There are periods of time when Orlando is by her side defending her honor and castle, and other extended periods of time when he searches in vain for her. At no time does she return his affections, nor does she want a romantic relationship with him. Angelica manipulates Orlando to serve her needs, and deceives him into believing she has feelings for him in return. It is when Orlando discovers that Angelica has married another that he goes "furioso" and loses his mind. Only by the intervention by another paladin, under extraordinary cosmic circumstances, does Orlando regain his wits.

Orlando's infatuation and obsessive desire for a beautiful woman, which lead to his madness is a storyline that did not move me emotionally. As a woman, I could not identify with Orlando's quest as I have never allowed myself to become obsessed with someone's looks to the point where it rules my every thought and action. I also saw Angelica as being unworthy of such adulation. Yes, she was outwardly beautiful, but none of the men who were fighting over her had ever spent much time in her presence, so they did not know what she was like as a person. They simply wanted to make her their conquest and be able to claim that they had taken her virginity.

Orlando innamorato and Orlando furioso had many other plot lines of varying importance, but the one that drew my attention was the love story of Bradamante and Ruggiero. Bradamante was a warrior maid and niece of Charlemagne.
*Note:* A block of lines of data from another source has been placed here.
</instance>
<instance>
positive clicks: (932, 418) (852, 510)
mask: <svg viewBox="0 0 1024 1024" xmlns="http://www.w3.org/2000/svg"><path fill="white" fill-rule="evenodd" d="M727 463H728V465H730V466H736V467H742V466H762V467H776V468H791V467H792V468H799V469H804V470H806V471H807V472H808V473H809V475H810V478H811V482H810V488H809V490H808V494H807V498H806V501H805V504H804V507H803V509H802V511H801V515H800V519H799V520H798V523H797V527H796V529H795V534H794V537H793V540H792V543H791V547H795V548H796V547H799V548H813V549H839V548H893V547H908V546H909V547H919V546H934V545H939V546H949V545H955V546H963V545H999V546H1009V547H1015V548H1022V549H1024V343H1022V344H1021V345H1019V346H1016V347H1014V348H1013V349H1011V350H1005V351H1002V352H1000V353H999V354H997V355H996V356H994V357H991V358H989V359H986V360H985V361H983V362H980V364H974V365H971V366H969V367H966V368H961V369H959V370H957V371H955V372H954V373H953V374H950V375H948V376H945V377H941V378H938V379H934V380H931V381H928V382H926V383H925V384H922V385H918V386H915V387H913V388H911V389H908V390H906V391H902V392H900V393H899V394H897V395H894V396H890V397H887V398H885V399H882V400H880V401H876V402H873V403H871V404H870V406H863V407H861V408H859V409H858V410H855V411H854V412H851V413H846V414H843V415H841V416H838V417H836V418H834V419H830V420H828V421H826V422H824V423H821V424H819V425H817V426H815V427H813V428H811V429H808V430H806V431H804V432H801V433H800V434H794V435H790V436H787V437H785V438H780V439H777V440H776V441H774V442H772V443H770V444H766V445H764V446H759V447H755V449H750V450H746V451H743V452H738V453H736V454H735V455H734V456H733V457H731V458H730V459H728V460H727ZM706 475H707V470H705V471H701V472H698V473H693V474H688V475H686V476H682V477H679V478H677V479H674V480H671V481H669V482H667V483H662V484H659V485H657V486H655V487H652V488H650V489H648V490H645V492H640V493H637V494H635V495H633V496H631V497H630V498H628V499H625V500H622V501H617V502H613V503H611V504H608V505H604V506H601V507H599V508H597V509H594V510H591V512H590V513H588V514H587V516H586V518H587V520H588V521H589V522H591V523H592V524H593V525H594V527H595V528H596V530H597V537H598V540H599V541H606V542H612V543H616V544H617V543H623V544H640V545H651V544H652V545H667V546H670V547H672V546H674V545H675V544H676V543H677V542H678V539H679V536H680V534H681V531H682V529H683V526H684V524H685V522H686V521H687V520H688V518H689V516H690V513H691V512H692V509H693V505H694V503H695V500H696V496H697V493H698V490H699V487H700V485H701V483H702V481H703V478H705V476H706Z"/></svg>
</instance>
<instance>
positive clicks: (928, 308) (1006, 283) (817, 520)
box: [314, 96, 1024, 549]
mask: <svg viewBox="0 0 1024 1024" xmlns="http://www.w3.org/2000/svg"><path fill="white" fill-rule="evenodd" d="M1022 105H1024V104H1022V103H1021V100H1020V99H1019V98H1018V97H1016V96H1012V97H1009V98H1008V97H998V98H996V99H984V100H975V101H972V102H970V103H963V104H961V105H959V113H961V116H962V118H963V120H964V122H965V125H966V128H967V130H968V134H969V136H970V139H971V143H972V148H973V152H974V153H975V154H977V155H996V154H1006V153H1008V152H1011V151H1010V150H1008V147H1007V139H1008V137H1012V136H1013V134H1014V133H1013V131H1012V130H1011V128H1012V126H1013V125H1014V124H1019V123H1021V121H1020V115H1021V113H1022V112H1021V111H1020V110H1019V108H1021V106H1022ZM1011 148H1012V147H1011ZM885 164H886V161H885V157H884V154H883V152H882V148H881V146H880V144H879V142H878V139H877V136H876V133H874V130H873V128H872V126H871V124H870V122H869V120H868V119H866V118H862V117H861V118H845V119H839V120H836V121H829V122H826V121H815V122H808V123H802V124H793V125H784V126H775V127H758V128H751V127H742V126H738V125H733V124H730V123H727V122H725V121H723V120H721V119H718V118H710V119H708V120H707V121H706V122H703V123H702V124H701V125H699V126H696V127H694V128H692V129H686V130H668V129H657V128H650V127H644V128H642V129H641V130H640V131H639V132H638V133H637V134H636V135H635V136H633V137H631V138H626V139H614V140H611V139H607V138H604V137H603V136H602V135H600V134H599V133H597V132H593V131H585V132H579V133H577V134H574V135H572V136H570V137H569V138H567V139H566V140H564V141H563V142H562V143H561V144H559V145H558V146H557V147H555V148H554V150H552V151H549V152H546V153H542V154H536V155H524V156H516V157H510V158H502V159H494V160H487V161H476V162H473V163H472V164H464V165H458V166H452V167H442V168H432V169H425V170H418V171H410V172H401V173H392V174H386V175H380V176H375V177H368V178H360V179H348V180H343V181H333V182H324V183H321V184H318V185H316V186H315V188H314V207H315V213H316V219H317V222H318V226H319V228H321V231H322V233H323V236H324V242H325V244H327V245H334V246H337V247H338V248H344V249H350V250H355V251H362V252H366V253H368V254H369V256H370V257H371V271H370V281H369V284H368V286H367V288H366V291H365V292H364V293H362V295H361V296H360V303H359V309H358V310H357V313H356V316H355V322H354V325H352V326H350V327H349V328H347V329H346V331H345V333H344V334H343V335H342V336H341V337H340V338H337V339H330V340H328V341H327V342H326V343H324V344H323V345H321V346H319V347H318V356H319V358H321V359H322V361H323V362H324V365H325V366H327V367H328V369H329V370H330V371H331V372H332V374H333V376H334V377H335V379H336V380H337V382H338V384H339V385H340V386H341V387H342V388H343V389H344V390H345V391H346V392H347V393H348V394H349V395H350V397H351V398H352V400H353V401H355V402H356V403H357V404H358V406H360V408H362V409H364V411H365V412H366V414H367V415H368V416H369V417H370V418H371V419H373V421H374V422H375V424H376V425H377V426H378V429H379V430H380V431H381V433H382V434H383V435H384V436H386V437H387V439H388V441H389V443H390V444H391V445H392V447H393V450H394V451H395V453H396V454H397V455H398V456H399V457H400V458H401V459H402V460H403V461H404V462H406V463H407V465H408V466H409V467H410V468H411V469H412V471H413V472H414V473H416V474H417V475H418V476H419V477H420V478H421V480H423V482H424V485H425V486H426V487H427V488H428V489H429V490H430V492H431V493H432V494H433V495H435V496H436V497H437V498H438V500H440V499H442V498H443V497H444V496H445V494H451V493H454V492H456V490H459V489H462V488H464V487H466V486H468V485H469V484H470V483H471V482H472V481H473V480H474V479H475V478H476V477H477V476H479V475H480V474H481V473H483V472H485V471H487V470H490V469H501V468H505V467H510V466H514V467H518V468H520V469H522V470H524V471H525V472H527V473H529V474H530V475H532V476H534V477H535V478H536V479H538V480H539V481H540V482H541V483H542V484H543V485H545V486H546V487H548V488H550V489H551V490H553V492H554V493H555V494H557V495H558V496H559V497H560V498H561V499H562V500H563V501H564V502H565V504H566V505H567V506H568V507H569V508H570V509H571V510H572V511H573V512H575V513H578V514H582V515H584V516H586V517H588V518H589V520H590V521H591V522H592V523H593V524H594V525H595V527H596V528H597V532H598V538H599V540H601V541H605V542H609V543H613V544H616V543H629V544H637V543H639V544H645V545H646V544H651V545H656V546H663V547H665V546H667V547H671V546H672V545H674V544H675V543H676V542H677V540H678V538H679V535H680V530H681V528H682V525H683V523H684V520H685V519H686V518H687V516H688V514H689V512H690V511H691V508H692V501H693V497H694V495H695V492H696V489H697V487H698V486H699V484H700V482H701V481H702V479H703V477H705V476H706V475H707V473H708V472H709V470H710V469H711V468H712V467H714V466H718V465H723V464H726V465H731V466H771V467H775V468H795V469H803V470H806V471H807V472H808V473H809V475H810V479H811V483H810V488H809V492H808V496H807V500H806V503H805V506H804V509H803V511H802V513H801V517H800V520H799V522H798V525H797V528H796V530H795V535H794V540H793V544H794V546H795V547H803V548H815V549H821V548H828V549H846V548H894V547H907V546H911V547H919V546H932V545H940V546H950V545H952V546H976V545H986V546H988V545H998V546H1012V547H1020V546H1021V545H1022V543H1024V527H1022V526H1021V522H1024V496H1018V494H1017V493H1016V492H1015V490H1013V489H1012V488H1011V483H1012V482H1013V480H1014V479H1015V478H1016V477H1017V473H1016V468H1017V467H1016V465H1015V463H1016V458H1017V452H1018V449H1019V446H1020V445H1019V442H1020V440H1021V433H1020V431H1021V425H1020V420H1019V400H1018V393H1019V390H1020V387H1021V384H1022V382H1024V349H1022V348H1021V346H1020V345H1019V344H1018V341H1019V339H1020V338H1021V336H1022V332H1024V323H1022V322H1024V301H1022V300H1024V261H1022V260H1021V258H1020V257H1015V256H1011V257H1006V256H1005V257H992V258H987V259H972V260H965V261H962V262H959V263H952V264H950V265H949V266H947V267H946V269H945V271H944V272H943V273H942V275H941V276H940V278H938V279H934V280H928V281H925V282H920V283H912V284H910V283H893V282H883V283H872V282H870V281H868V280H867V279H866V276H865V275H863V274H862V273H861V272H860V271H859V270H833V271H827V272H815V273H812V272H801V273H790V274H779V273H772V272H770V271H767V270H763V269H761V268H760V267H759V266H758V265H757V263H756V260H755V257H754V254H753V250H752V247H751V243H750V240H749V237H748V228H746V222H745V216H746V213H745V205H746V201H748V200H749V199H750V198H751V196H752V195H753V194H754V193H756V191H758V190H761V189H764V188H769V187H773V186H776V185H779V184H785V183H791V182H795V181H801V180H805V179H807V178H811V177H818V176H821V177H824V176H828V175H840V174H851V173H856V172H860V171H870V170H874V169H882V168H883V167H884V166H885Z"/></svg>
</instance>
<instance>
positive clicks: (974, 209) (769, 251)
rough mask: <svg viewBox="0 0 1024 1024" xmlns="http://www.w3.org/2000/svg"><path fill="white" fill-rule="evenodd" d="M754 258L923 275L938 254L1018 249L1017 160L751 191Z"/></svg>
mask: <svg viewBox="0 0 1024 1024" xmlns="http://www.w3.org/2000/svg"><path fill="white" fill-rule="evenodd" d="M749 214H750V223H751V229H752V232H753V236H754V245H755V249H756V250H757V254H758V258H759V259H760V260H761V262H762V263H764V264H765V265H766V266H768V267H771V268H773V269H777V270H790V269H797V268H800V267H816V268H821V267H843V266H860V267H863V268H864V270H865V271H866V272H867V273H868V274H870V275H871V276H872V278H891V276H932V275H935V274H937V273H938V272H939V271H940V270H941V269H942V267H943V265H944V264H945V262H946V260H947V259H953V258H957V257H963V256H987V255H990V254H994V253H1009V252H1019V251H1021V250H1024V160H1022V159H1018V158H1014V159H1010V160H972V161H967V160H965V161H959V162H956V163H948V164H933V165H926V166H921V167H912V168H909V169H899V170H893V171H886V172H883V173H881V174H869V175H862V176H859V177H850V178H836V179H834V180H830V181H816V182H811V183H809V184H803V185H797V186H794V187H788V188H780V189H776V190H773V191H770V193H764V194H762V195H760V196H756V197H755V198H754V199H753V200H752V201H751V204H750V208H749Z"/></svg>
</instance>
This powerful woman was respected for her strategic mind and prowess in battle. She was content to dedicate her life to battle and was startled by the intense feelings of attraction after meeting Ruggiero, an enemy soldier who extended to her an uncommon courtesy. The two soldiers fell deeply in love, but were on opposite sides of a holy war and fought to overcome numerous obstacles in order to be together.